My immediate response to that is yes, I think there would definitely have been a very different outcome. In our case, Christopher was abducted from the mall, on a shopping trip with his mother and younger sister, and he was taken from the mall to the offender's residence. He was held there against his will, for approximately 36 hours, at an address and a location that was probably about a block away from where we lived, and continue to live to this day.
At the end of that 36-hour period, the attacker, the man who murdered him, decided that he had no alternative, unless he wanted to go back to prison, but to do away with Christopher, to end his life, preventing him from testifying or identifying him should he ever be apprehended.
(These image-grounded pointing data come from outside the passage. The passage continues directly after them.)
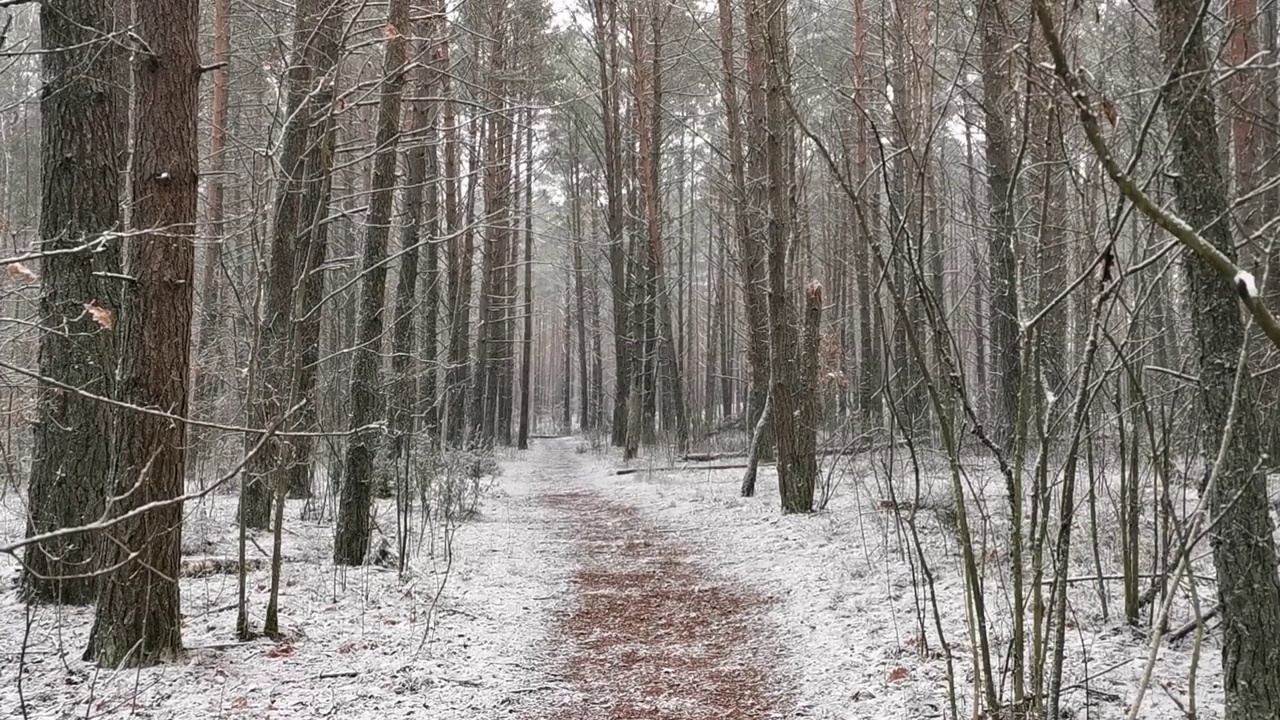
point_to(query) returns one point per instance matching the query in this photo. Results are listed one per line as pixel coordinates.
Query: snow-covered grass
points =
(849, 600)
(360, 642)
(848, 614)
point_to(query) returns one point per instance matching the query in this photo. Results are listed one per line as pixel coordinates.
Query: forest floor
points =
(575, 593)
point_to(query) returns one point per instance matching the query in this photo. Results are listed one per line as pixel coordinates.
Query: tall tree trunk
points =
(526, 349)
(460, 259)
(750, 254)
(351, 542)
(138, 619)
(580, 291)
(647, 41)
(1005, 335)
(1243, 547)
(316, 27)
(80, 203)
(798, 469)
(210, 296)
(420, 222)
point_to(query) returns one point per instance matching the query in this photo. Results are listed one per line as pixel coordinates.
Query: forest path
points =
(653, 632)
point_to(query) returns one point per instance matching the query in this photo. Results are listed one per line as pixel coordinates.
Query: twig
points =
(12, 548)
(1197, 623)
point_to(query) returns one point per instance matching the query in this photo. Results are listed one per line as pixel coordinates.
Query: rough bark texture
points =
(138, 619)
(606, 30)
(794, 437)
(316, 27)
(1243, 547)
(750, 256)
(526, 350)
(1000, 169)
(420, 223)
(80, 201)
(368, 400)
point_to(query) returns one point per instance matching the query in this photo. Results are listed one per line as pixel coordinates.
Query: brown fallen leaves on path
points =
(654, 634)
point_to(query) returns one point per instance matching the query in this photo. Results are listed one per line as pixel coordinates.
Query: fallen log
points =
(1191, 627)
(208, 566)
(682, 468)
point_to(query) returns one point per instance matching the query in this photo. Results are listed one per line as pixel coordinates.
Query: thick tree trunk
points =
(1243, 547)
(746, 229)
(138, 620)
(606, 30)
(585, 390)
(206, 373)
(460, 260)
(368, 400)
(316, 27)
(647, 41)
(80, 203)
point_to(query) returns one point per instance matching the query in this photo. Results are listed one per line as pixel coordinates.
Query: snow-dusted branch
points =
(1240, 279)
(108, 523)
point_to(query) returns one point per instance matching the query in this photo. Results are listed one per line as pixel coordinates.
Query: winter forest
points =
(640, 359)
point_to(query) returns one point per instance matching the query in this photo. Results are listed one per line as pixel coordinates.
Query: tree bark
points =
(368, 400)
(80, 204)
(138, 619)
(526, 350)
(746, 231)
(316, 27)
(1243, 547)
(1005, 335)
(604, 17)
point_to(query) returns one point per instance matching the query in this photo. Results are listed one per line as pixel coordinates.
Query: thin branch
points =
(1238, 278)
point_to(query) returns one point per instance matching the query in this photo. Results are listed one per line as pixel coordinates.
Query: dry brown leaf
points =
(101, 315)
(280, 651)
(21, 273)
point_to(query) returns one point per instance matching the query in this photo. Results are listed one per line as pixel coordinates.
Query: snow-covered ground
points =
(848, 604)
(364, 643)
(360, 642)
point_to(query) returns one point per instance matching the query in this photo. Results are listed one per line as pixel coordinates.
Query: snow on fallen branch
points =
(1240, 279)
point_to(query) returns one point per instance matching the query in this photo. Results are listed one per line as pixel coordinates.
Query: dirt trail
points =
(653, 634)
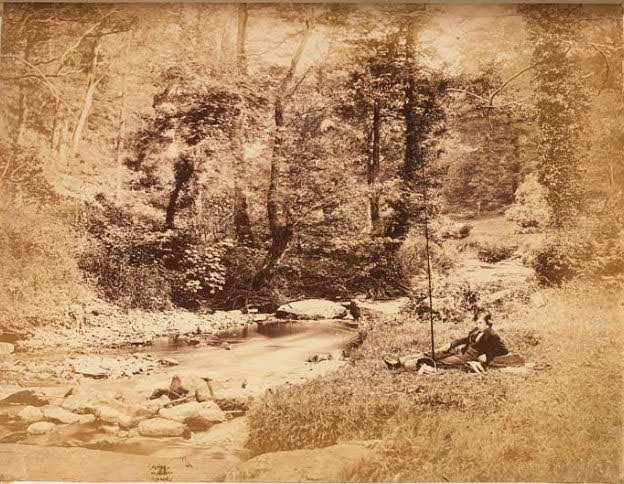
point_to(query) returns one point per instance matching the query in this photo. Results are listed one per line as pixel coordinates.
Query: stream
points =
(251, 360)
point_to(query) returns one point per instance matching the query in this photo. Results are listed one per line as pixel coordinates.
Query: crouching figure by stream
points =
(482, 347)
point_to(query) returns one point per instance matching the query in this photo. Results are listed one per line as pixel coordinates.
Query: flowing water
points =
(244, 363)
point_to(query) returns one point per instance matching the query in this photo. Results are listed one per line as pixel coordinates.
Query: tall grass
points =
(561, 421)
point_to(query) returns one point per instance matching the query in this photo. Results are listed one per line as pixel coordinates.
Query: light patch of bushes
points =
(530, 209)
(559, 422)
(38, 252)
(493, 252)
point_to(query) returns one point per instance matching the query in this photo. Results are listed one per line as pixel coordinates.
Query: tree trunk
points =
(373, 166)
(88, 100)
(171, 206)
(241, 35)
(242, 222)
(22, 113)
(280, 227)
(121, 125)
(22, 109)
(399, 228)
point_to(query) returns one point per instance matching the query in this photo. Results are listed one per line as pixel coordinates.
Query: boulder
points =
(168, 362)
(6, 348)
(311, 309)
(111, 415)
(209, 415)
(31, 414)
(162, 427)
(40, 428)
(59, 415)
(110, 429)
(199, 386)
(182, 412)
(78, 404)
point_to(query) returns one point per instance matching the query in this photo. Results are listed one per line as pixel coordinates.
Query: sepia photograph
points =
(255, 242)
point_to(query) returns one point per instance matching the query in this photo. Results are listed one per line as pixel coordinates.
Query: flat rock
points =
(232, 434)
(31, 414)
(328, 464)
(112, 416)
(59, 415)
(162, 427)
(168, 362)
(78, 404)
(40, 428)
(311, 309)
(182, 412)
(86, 419)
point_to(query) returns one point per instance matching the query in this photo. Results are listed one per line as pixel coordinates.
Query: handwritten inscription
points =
(161, 473)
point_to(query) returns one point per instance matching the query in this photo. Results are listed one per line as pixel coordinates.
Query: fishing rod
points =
(428, 256)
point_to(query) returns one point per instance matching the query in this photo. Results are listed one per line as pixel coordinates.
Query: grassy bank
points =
(559, 422)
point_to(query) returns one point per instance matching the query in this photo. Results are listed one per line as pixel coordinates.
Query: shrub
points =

And that was his whole modus operandi.
Today, if we had the sex offender registry that is in place in Ontario—which is a state-of-the-art role model for registries in other jurisdictions—the outcome would have been very different. Time is of the essence in these investigations, and police were on the scene within about three minutes of Christopher's abduction. They responded very quickly but did not have much information to go on. They had no information on sex offenders who were living in the community, although by order of his release from the institution, Fredericks—who had abducted and murdered Christopher—had registered his address with the police services, as he was required to do. They had no access to that information. It wasn't contained on a database. It was contained in the local police station where he registered, and it was confined there. It was held basically in a Hilroy exercise scribbler. That was where the information was stored.
Today we have a database with IT support that is second to none. There is no comparison. Today that information would have been available to officers immediately on the response to the call to the shopping mall, and within minutes they would have had a list of known sex offenders, child molesters. Fredericks had been convicted of a sexual assault on a young boy in this very city some three years before he abducted and murdered Christopher. So he had a record, and this information would have been available to police officers.
I mentioned Christopher's being held for 36 hours. Certainly a police intervention would have taken place much before 36 hours, and this would have made an incalculable difference to his mother and me.